Uncle Silas

Victorian Era
This edition printed in:

A sleeping tortoiseshell kitten with a copy of Uncle Silas.

Scary Stories on Tape

My first exposure to Le Fanu’s work wasn’t actually through a book at all. My grandmother for Christmas one year gave me a set of chilling stories from literature on tape that I regularly listened to in my mother’s sundrenched sitting room. I can still remember my favourite stories nearly word for word. ‘The Moonlit Road’ by Ambrose Bierce, ‘The Upper Berth’ by F. Marion Crawford, ‘To Let’ by Bithia Mary Croker.

However, the story that I annoyed my mother with first by listening to it on a steady loop was Sheridan Le Fanu’s ‘An Account of Some Strange Disturbances in Aungier Street’. I still quote that story from time to time. It made me laugh and, at the same time, contained an eerie disturbing quality that was hard to forget and fascinating.

So, when I started seeking out classic literature I, of course, started to look for more of Le Fanu’s work — especially his longer fiction. I did read In a Glass Darkly, but it was Uncle Silas that I was drawn to, even if it was a hard book to find. I was lucky enough to find an edition from Dover Publications and it was definitely worth the search.

A sleeping tortoiseshell kitten with a copy of Uncle Silas.

An Essential Gothic Mystery

What do you think of when you think of Gothic mystery? A mysterious death followed by a mysterious will? Opium? Scary governesses? Some kind of murder plot? Graves? Estranged uncles? Gypsies? Creepy cousins? Murder? Gambling debts? Estates badly managed?

Did you say all of the above?

Well, Le Fanu certainly delivers all of the above in Uncle Silas, a gothic horror mystery to end all gothic horror mysteries.
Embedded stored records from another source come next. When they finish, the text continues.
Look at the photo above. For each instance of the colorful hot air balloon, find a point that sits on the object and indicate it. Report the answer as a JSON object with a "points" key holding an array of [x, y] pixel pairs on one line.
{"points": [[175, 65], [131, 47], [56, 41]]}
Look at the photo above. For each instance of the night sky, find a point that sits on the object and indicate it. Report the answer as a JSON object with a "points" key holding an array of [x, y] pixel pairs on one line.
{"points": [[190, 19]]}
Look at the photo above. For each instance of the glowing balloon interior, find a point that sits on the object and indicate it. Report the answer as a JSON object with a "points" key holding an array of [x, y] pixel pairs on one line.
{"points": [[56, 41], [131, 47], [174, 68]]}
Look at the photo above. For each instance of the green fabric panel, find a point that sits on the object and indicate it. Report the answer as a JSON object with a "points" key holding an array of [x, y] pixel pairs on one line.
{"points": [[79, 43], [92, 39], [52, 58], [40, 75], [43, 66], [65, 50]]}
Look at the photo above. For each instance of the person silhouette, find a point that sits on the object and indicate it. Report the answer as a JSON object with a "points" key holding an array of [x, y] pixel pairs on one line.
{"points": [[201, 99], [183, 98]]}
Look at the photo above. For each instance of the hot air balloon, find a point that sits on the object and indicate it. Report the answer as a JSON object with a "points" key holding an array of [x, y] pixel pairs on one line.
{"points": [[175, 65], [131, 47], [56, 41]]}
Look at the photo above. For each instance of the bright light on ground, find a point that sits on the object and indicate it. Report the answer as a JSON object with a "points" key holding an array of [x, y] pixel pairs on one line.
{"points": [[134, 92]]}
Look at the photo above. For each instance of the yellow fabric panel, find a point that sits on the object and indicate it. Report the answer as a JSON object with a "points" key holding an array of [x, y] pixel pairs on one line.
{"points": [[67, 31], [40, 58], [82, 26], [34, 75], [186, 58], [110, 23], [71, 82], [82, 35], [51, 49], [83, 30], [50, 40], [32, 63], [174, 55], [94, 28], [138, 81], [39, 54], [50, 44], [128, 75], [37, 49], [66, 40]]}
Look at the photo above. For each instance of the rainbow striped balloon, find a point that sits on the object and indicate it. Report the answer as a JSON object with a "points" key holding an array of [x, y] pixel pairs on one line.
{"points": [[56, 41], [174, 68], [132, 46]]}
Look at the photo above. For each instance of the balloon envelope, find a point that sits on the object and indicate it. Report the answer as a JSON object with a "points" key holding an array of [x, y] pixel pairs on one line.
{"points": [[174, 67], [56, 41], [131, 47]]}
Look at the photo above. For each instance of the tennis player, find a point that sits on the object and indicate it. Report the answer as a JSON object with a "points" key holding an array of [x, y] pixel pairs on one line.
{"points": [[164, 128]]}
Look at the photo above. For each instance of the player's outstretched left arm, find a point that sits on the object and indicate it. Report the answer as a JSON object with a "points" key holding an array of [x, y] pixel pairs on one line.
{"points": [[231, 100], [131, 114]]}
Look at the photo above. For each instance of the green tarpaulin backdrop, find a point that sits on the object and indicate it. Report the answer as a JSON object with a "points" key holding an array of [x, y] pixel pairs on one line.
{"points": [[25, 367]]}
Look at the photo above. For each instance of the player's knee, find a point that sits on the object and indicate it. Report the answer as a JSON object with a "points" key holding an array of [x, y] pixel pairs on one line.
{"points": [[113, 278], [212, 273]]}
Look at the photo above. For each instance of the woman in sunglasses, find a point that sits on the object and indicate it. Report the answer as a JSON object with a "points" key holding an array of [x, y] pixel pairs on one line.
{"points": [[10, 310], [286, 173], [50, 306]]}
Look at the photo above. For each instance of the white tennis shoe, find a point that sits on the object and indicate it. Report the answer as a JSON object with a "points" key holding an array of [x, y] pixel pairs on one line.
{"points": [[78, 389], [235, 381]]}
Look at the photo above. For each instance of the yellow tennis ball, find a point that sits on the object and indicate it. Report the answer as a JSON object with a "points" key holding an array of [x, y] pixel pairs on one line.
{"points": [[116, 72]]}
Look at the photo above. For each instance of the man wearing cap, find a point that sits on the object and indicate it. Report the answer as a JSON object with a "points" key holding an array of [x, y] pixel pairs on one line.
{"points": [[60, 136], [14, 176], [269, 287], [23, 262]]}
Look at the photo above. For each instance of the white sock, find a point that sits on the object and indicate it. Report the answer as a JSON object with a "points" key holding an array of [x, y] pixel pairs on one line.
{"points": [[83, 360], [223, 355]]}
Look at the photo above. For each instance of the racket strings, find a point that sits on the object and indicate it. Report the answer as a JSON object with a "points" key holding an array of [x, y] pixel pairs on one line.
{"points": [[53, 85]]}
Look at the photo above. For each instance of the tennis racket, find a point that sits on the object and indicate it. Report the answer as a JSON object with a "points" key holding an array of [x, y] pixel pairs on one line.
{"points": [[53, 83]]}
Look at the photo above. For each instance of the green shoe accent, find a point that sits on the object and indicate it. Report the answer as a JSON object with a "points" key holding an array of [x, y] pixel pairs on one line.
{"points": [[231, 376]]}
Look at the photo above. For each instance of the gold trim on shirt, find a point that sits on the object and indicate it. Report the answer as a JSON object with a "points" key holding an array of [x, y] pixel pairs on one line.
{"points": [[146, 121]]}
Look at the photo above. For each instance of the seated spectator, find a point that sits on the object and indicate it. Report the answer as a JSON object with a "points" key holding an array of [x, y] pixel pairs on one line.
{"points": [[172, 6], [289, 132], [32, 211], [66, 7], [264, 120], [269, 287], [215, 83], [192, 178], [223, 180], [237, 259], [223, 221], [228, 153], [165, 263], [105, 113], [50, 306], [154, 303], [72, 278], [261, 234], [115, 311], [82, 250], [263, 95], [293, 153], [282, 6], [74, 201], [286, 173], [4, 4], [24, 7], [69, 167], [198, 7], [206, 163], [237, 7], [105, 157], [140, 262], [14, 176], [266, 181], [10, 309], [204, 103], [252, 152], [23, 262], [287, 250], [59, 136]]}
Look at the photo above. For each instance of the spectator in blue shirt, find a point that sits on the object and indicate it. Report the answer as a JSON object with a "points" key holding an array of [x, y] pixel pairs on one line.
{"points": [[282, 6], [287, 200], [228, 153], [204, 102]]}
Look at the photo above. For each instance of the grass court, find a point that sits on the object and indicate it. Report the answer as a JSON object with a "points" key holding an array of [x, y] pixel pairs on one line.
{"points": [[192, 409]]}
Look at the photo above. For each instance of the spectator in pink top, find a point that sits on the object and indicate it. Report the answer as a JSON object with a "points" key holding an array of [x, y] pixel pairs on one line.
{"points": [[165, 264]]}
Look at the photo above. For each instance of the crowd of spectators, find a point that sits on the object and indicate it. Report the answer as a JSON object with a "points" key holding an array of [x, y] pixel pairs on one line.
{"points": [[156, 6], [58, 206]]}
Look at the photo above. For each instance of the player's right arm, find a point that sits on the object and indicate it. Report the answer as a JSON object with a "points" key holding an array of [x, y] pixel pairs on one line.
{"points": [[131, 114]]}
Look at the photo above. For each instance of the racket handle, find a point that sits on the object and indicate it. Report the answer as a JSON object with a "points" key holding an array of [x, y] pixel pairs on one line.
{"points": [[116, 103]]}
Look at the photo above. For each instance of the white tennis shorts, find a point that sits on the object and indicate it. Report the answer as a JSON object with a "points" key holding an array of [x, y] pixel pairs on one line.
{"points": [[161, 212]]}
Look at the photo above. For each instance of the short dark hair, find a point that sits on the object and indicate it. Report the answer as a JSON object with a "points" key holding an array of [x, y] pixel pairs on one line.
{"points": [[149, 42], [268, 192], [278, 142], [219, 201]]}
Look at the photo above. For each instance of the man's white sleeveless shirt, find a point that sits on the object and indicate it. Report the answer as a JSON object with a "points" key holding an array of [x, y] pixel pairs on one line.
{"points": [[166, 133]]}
The heiress Maud Ruthyn is sent to live with her estranged Uncle Silas after her father dies rather suddenly, in her father’s misguided attempt to clear said uncle’s rather infamous name. What follows after she arrives at her uncle’s estate is one mysterious event after another, which culminates in a plot to rob Maud of both her inheritance and her life.
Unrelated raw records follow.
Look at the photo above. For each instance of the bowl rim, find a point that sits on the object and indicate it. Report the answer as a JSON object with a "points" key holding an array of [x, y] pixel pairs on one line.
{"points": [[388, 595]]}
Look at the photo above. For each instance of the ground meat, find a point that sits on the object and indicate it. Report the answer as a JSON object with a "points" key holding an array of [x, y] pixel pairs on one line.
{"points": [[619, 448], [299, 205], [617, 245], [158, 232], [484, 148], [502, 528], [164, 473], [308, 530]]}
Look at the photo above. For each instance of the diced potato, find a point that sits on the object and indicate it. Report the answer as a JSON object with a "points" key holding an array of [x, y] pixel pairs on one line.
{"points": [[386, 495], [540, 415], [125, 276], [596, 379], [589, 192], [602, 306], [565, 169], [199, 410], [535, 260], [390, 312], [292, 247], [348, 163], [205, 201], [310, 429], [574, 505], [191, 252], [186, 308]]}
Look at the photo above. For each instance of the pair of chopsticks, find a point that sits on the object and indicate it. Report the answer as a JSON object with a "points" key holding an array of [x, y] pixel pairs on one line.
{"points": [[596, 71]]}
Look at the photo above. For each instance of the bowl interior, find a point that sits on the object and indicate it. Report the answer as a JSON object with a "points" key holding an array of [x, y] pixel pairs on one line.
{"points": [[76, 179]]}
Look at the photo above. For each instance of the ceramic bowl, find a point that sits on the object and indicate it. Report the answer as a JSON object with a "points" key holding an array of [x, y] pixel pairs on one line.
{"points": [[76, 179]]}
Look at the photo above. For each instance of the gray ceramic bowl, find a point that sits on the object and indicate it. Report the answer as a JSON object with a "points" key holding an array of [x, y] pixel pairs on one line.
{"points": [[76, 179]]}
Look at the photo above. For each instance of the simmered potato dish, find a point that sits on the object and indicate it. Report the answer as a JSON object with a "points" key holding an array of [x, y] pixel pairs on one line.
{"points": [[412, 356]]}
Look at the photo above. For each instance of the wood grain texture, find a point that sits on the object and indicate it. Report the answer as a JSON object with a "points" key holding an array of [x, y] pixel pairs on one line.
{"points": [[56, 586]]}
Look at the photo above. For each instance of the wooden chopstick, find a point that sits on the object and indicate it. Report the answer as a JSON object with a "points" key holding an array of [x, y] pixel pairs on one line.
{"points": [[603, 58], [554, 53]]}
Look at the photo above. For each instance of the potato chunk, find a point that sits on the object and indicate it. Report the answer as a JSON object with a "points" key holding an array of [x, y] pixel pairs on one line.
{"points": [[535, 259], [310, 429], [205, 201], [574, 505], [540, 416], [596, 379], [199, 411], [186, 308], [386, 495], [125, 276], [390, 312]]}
A sleeping tortoiseshell kitten with a copy of Uncle Silas.

Though the plot sounds a bit melodramatic — and perhaps a bit cliché, in modern terms — I can assure you that it is the last thing from a boring read. I would recommend it as an essential on any spooky reading list.

Twists and Turns

The real magic of Le Fanu’s work is in how many twists and turns he can fit into the course of one novel. Just when you think you know where the narrative is going or what is happening with an arc, he promptly turns it on its head. And he’s able to accomplish that very amazing moment that happens at the end of a very good book where you read the conclusion and everything that you’ve been wondering about in the previous pages suddenly makes complete sense.

A sleeping tortoiseshell kitten with a copy of Uncle Silas.

As a writer, I can appreciate how just how much planning, structure, and just skill it takes to make that moment possible for a reader. It’s not just a matter of a good plot chart and outline — though that certainly does help. It’s a matter of finesse and being able to balance what the reader has to know with what the reader can be surprised with (without frustrating them or making mystery just too mysterious).

Disturbingly Grounded

‘An Account of Some Strange Disturbances in Aungier Street’ is one of Le Fanu’s many stories that focus on the supernatural. But Uncle Silas — though it has the spooky atmosphere of that quintessential and distinctly Victorian gloom — does not have a supernatural conclusion. Instead, Le Fanu weaves a tale of avarice that has human villains that are committing horrible acts in order to get their hands on some very ill-gotten gains.

Even though Uncle Silas doesn’t contain a ghost or a goblin, it does contain a good dose of disturbing events that are sure to haunt the reader after the book is finished. Personally, I do find narratives like Uncle Silas more unnerving than the usual vampire or ghost story because it doesn’t take a stretch of imagination to see the events happening outside of a fictional book. There are a lot of crimes that are motivated by greed and plots just as intricate and unsettling as the one that Le Fanu creates.

A sleeping tortoiseshell kitten with a copy of Uncle Silas.

Enjoying the Post-Feast Twilight

So we’ve just enjoyed our Thanksgiving feast and are enjoying a quiet evening full of lazy digestion. One of my favourite moments is looking out over the sitting room and seeing all of our cats sleeping in curled up balls of purring contentment as I read my book and watch my lovely spouse write or work on her knitting or her crochet.

We’ll worry about the mountain of dishes later and put away the leftovers after we finish slowly nibbling at them way past our usual bedtime. It reminds me a bit of when we used to stay up late back when we were in high school. We’d watch movies, talk, and then eat instant noodles in the wee hours of the morning. We’re not teenagers anymore and we won’t be up at three in the morning, but it’s nice to be able to recapture that feeling over the Thanksgiving holiday.

The pages of Uncle Silas with a black paw on the book.

I think I prefer the meal we make now to packaged dried noodles, though.